Rwanda : reconstruire le lien social

 

 

Alors que la société rwandaise souffre d’un sentiment de culpabilité diffus dû à la participation de multiples groupes sociaux  au génocide de 1994, la reconstruction d’institutions comme les médias et les Eglises peut jouer un rôle majeur dans la réconciliation et l’exorcisation du passé. 

 

       Au Rwanda, tous les auteurs du génocide de 1994 n’ont pas manié la machette. Certains ont manié le micro comme un instrument de mort tout aussi efficace.  D’autres portaient la soutane et se sont, directement ou indirectement, rendus complices du massacre d’environ un million de citoyens rwandais.

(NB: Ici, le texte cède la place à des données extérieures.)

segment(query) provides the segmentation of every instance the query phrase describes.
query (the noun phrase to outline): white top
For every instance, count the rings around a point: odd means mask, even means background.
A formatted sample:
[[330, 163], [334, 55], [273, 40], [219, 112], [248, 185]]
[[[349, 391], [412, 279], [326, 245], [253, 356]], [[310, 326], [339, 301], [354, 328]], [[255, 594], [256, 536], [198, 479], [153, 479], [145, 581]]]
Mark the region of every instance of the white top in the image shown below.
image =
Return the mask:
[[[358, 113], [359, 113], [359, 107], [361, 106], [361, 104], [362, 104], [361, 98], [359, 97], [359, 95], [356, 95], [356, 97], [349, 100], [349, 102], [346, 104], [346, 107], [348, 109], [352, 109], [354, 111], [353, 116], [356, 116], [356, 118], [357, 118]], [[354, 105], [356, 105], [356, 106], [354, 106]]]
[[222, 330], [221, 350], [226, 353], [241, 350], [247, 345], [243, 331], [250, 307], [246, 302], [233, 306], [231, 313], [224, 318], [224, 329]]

       Si le processus de réconciliation est si douloureux au Rwanda, c’est à cause de l’implication dans le génocide de personnes à tous les niveaux de responsabilité sociale, depuis les plus hautes sphères de l’Etat et les journalistes jusqu’aux prêtres et pasteurs. Aujourd’hui, la réconciliation et le « plus jamais ça » passent par la mise en place de nouvelles institutions sociales fiables et pacifiques, permettant d’exorciser le passé et de faciliter la vie commune, au-delà des critères ethniques.

      En 2004 a été créée la première radio rwandaise privée depuis le génocide, Radio 10. Pendant dix ans, seules des radios étrangères, comme Voice of America ou BBC, avaient été autorisées à émettre sur le territoire rwandais, en plus de la station publique Radio Rwanda. 2004 est donc une date charnière pour le processus de libéralisation des médias rwandais, qui a été interrompu par le génocide et les dix années de défiance à l’égard des médias qui l’ont suivi.

Radio-la haine

       En 1993-1994, la radio des mille collines avait appelé à la haine ethnique et purement et simplement au meurtre des tutsis et hutus modérés. Elle était théoriquement privée mais dans les faits dirigée par les plus extrémistes du régime hutu. Celle qui était surnommée « radio-la haine » avait appelé les hutus à « exterminer les cafards » et révélait sur les ondes où ils se cachaient. Une chaîne de télévision et un magazine propageaient le même message génocidaire. Par leur intermédiaire, c’est un véritable « plan-média » au service du génocide qui avait pu être mis en place.  Au Tribunal Pénal International  d’Arusha, Ferdinand Nahimana et Jean-Bosco Barayagwisa, co-fondateurs de la Radio-Télévision des Milles Collines  et Hassan Ngeze, rédacteur en chef d’une revue extrémiste anti-Tutsi ont été jugés « coupables d’incitation directe et publique à commettre le génocide et de crimes contre l’humanité ». Ils ont été condamnés en décembre 2003 à la prison à vie ou à 35 ans d’emprisonnement, soit les peines les plus lourdes infligées à Arusha. Mais le président du conseil d’administration de la Radio des Mille Collines court toujours.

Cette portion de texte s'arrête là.